21 metagenomics samples (15 mock, 6 in silico)

  • 15 mock clinical samples
    • Background at mock clinical relevant level
    • Biothreat agent
    • Near neighbor
    • Coinfection
    • Lab contaminant
    • No template control (NTC)
    • Positive control
  • 6 in silico samples
    • Background
    • Biothreat
    • Near neighbor
    • Coinfection
    • Lab contaminant

*Mix blinded, may not contain all constituents

Submission Format

Input

  • Example submission link
  • Data part1 part2
    • Hello World data set
    • Reads from 21 blinded metagenomics sequence files (fasta/fastq) part1 part2
    • 100,000 subsampled reads from each of the 21 metagenomics sequence files for the optional per read taxonomical origin challenge
  • FDA-ARGOS database link
    • Blinded regulatory-grade microbial genomes

Your pipeline

  • Run on precisonFDA using a wrapper
  • Download data and post results using template

Output

  1. FDA-ARGOS genome species identification normalized confidence score [0,1]
  2. FDA-ARGOS genome species identification normalized quantity percentage [0,1]
  3. Per read FDA-ARGOS genome species identification normalized confidence score [0,1] (optional)

Evaluation

Participants are asked to submit the normalized confidence score (between 0 and 1) of identifying presence of each FDA-ARGOS Reference Genome within the 21 metagenomics samples and their method for confidence score calculation. A value of 1 indicates strong confidence of the presence of a FDA-ARGOS Reference Genome within a sample, while a value of 0.5 indicates neutral confidence, and a value of 0 indicates strong confidence of the absence of the genome in the sample.

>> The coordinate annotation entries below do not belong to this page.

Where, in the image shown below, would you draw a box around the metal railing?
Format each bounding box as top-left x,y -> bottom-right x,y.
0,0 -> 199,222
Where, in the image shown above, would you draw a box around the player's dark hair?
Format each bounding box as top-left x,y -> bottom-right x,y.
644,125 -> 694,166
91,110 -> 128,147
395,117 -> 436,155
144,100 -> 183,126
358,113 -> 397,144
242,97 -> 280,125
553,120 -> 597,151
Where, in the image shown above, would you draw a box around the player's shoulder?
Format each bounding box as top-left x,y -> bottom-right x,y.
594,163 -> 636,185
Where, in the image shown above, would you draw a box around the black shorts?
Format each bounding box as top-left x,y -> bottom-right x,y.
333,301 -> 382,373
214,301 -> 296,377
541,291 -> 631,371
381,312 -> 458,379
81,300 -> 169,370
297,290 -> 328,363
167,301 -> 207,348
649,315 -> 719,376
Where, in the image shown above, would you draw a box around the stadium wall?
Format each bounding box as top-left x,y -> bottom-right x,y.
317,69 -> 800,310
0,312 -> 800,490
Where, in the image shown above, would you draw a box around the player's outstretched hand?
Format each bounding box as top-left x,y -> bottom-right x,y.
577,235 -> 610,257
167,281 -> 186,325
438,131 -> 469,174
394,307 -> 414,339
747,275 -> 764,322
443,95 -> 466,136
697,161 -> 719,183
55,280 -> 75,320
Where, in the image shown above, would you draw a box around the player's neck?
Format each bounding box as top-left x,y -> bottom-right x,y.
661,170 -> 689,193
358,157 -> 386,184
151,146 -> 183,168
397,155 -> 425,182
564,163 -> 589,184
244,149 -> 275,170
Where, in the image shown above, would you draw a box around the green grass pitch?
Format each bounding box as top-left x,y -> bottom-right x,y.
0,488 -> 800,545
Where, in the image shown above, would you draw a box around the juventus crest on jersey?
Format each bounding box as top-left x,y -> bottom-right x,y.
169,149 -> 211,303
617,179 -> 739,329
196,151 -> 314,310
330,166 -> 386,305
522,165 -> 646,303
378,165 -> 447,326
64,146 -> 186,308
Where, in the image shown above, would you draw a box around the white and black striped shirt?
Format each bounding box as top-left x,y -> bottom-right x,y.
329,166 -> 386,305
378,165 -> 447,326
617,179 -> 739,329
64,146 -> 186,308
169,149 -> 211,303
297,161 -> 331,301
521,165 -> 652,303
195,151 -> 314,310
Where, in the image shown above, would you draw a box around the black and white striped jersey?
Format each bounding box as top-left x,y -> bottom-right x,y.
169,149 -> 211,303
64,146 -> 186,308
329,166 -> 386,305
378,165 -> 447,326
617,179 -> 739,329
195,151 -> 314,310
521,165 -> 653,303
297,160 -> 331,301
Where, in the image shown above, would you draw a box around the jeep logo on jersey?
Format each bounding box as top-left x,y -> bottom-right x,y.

FDA-ARGOS Genome Species ID Sample 1 Sample ... Sample 21
ARGOS Reference Genome 1 1 0.8 0.8
ARGOS Reference Genome N 0 0.3 0.6

Participants are asked to determine the quantity of genetic material originating from each reference genome within the provided FDA-ARGOS reference database and to submit the per genome normalized quantity percentage (between 0 and 1) within each sample.

FDA-ARGOS Genome Species ID Sample 1 Sample 2 Sample 3
ARGOS Reference Genome 1 0.5 0.2 0
ARGOS Reference Genome N 0.5 0.8 0

* It is possible that only a subset of short reads is being taxonomically classified, therefore, the final quantifications are going to be evaluated through root mean square deviation (RMSD) to the known quantities.

[OPTIONAL] The participants are asked to submit the read based normalized confidence score (between 0 and 1) of the presence of each FDA-ARGOS species within designated subsamples. 100,000 reads were subsampled from each of the 21 metagenomics samples and provided to participants. If a score is not provided for a genome-read pair, the score is assumed to be 0.

Read Name FDA-ARGOS Genome Species ID Score
Read 1 ARGOS Reference Genome 1 0.9
Read N ARGOS Reference Genome N 0.6

Team

  • PrecisionFDA: Elaine Johanson, Ruth Bandler
  • PrecisionFDA CDRH: Adam Berger, Zivana Tezak
  • Booz Allen: Zeke Maier
  • DNAnexus: Singer Ma, John Didion
  • CDRH: Heike Sichtig, Yi Yan
  • USAMRIID: Timothy Minogue, Chris Stefan

Example Submission Walkthrough

An example submission was provided using a training dataset. Below we explain the files and data included in therein. The goal of this training dataset is to help users validate submission formatting.

Hello_World_R1.fq and Hello_World_R2.fq contain 3000 paired fastq sequences.

  • Example.1-1000/1 are reads mapped to GCF_000833235.1 (Francisella tularensis).
  • Example.1001-2000/1 are reads mapped to GCF_003073775.1 (Staphylococcus aureus).
  • Example.2001-3000/1 are reads mapped to GCF_002366285.1 (Zika virus).

Example Output (see result table)

Hello_World_R1.fq was used to run blastn with the FDA-ARGOS database as the reference database.

  • Reference Genome ID was determined by having at least 1 occurrence in the blast result.
  • Reference Genome Quantity percentage was calculated by dividing the number of reads assigned to a Reference Genome ID by the total number of reads analyzed. For example, 1000 reads were assigned to CR_471 within Hello_World_R1.fq and there are 3000 reads total. Therefore, an estimated 33.3% reads were assigned to CR_471.
  • The read based confidence score was calculated by normalizing the blast score for each read. Each read was assigned a reference genome ID corresponding with the highest score blast result.